Разговор этот происходит незадолго до начала нашего последнего наступления на Одере. Когда же в ночь с двадцатого на двадцать первое апреля Бернадотт снова встречается с Гиммлером, тот выглядит совершенно потрясенным быстро разворачивающимися событиями на восточном фронте.

Бернадотт вспоминает, что Гиммлер показался ему бледным, он не мог спокойно сидеть на месте и бегал по комнате то туда, то сюда. И во время беседы все постукивал ногтями по зубам.

- Военное положение очень серьезно, очень! - сказал он Бернадотту, снова прося устроить ему свидание с Эйзенхауэром. Но Бернадотт сомневался в том, что эта встреча осуществима в данных условиях.

Однако, судя по словам Гиммлера, он еще не теряет надежды. Удивительно, что этот страшный изувер сейчас весь во власти иллюзий.

Как и позже Геринг, Гиммлер считает себя наследником фюрера и его, по сути дела, уже не существующего государства. Как и Геринг, он все еще серьезно надеется, что с ним будут считаться союзники и, может быть, даже предложат высокий государственный пост. Как и Геринг, он всячески поносит своего фюрера, и точно так же, как и все фашистские главари, Гиммлер не чувствует никаких угрызений совести, если вообще можно говорить о совести применительно к Гиммлеру и Герингу.

Вскоре после этого разговора Гиммлер исчезает из Берлина, и в ночь на двадцать четвертое апреля в здании шведского посольства в Любеке он в последний раз встречается с Бернадоттом.

Около полуночи здесь начинают выть сирены противовоздушной обороны, поэтому Бернадотт и Гиммлер спускаются в бомбоубежище. Там на нарах, на скамейках, на полу, всюду вповалку спят шведы, немцы - мужчины и женщины. Им сейчас не до Гиммлера, и никто не обращает на него внимания, его не узнают.

В час ночи раздается отбой, все покидают подвалы, и разговор Бернадотта с Гиммлером продолжается в одной из комнат посольства. Давно уже не действует в доме электричество, на столе горят свечи, углы комнаты тонут во мраке, который Бернадотту кажется зловещим.

Он выслушивает Гиммлера. Рейхсфюрер СС не оставил своей идеи встретиться с Эйзенхауэром. Более того, чувствуется, что Гиммлер уже решил договориться с западными союзниками помимо Гитлера и против его воли, что, находясь в Любеке, в окружении своих эсэсовцев, он уже меньше боится гнева фюрера.

- Гитлер, наверно, уже мертв, если это не случилось сейчас, то случится в ближайшее время, - небрежно замечает он. - До сих пор меня сдерживала клятва верности, но теперь положение изменилось. Германия побеждена.

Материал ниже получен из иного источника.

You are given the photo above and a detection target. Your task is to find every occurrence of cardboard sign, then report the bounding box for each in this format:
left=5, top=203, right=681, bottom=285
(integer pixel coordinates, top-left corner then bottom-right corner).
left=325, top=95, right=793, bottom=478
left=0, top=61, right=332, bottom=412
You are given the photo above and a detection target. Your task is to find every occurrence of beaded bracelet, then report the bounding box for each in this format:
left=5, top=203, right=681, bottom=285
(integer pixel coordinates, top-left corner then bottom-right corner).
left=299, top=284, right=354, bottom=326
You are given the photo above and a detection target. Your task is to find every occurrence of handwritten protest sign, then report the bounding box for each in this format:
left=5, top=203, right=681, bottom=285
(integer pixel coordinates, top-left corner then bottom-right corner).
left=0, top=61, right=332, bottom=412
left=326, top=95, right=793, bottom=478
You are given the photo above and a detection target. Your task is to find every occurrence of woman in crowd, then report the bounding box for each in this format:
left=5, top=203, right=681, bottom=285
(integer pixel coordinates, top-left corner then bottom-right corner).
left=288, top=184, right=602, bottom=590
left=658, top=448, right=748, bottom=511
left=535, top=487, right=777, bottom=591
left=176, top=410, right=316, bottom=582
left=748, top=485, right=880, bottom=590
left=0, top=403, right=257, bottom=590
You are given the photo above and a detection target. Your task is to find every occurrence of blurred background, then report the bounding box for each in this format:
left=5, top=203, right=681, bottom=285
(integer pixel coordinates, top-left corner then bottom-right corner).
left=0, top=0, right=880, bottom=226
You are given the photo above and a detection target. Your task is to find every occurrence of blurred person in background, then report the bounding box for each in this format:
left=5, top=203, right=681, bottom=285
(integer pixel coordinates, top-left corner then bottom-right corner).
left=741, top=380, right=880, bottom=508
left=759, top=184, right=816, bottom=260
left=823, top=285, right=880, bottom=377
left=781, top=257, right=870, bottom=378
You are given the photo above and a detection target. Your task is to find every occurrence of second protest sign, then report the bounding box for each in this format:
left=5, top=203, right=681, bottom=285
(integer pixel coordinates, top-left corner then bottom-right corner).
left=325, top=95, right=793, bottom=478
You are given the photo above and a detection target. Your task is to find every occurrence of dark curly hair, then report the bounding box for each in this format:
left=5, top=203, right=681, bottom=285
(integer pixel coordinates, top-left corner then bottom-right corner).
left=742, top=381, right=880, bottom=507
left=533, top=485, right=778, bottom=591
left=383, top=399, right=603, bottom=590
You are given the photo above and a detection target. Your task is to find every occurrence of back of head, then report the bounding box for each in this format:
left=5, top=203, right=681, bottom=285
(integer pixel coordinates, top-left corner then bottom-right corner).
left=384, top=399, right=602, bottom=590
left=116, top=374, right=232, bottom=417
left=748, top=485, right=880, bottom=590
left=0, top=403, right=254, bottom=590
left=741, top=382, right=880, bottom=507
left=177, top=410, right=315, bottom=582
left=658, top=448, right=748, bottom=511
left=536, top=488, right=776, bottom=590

Сделав признание в том, что и так давно всем стало ясно, Гиммлер торжественным тоном добавляет, что теперь он свободен делать то, что хочет.

Чего же он хочет? Конечно, капитуляции на западном фронте и продолжения сопротивления на восточном, всеми силами, до последнего солдата. Звериная ненависть Гиммлера к Советскому Союзу, к нашей армии-освободительнице только обострилась в эти дни.

Пока Бернадотт записывает предложение Гиммлера и обещает передать его по дипломатическим каналам в Стокгольм, Гиммлер позволяет себе немного "пофантазировать". Он вслух представляет себе сцену свидания с Эйзенхауэром.